Lost, age 3: happiness.

Found, age 6: romantic love, in the form of a boy I met at Will Rogers Park, who didn’t speak English. Italian or Portuguese, maybe? One would hiss, pretending to be a snake, and the other would pretend to be frightened, as an excuse to hold hands.

Lost, age10: the warmth of friendship, specifically that of my two best friends, April and Trish, who defended me against Kelly, a little bastard who tried to turn my classmates against me, “She’s Iran, let’s kill her.” Even at age ten I loathed him more for his crappy English than for his violence and racism.

Found, age 17: a stuttering pride in periodically performing spectacularly in school, as a sort of nose-thumbing at the whole rotten system.

Lost, age 22: last shreds of belief in my own ability.

Found, age 26: love, for the first time in twenty years.

Lost, age 27: fear of swimming, and the sense that fears are unconquerable.

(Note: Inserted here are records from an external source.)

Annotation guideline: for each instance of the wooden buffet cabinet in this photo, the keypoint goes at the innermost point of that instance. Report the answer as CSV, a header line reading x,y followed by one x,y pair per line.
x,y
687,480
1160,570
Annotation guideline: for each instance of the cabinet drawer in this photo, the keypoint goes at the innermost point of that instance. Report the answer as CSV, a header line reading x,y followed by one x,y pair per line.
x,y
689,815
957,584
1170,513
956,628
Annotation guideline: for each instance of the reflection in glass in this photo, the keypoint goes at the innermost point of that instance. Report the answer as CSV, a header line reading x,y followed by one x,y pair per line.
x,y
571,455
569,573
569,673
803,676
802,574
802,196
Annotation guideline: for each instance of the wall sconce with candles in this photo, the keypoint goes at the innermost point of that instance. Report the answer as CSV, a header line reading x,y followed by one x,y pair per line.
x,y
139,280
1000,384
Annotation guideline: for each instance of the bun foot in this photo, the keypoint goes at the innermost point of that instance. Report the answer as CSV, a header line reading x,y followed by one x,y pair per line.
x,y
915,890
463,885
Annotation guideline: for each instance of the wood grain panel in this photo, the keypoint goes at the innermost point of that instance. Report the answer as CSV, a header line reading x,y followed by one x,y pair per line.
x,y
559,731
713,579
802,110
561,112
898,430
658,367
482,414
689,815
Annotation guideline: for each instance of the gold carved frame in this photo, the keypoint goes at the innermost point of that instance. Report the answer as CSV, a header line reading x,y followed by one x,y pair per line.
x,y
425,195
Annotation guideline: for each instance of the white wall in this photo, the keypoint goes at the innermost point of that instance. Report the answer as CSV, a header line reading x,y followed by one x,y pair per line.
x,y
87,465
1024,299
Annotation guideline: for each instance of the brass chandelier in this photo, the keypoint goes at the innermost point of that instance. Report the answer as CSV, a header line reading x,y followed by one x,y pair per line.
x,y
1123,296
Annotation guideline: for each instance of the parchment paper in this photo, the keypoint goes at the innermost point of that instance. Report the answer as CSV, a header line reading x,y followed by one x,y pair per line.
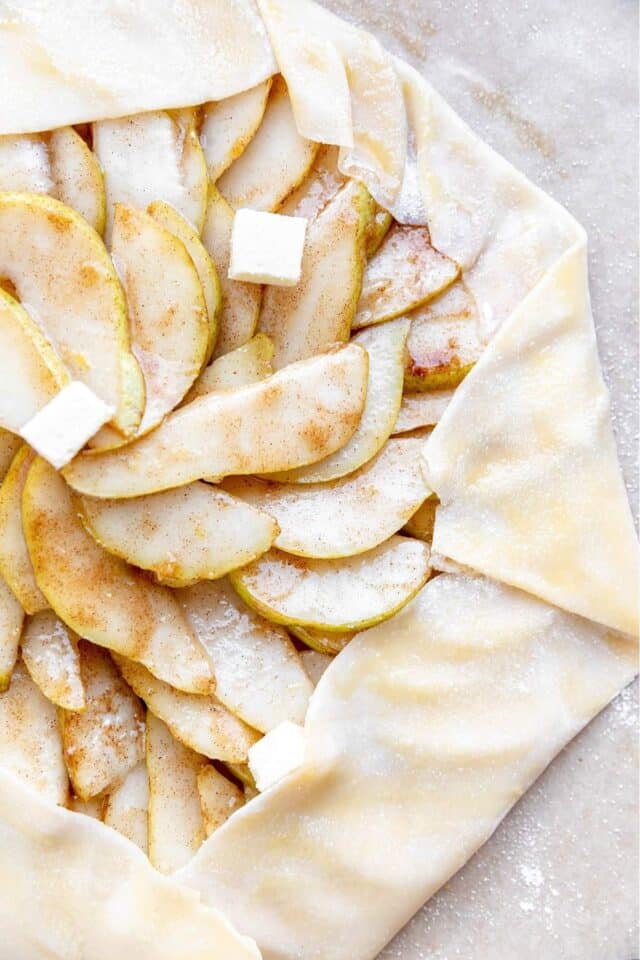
x,y
552,86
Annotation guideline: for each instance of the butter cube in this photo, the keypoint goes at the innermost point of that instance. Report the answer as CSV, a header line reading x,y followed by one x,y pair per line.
x,y
280,752
63,426
267,248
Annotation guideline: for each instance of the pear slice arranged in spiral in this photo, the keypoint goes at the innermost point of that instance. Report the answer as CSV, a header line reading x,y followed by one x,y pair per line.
x,y
405,272
385,347
193,533
100,596
299,415
66,281
335,595
274,162
153,156
229,125
58,163
307,318
347,516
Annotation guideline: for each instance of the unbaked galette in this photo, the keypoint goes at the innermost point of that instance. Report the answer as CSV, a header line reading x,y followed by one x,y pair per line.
x,y
314,547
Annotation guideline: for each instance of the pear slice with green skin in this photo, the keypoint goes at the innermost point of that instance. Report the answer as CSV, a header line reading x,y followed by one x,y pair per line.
x,y
176,823
240,301
101,597
68,284
385,347
315,664
219,798
378,229
100,754
170,330
299,415
201,723
419,410
11,621
444,341
30,738
335,595
192,533
15,563
32,374
248,364
347,516
50,652
258,673
318,188
403,274
275,161
320,641
170,219
58,163
127,807
421,524
153,156
306,319
10,443
229,125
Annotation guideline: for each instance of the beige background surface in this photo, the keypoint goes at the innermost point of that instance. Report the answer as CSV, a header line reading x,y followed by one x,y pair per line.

Found, age 34: hope for a second life, an adult life, shaped by my will and desire rather than my history.

Lost, age 36: the body I learned to swim in, learned to love in.

Found, age 36: a body in which to be a mother.

Lost, age 40: almost all of my books, and with them my sense of myself as the person who walked in the park, hand in hand with my first love, a person shielded and formed by books.

Found, age 43: something new. Someone new. Not sure who.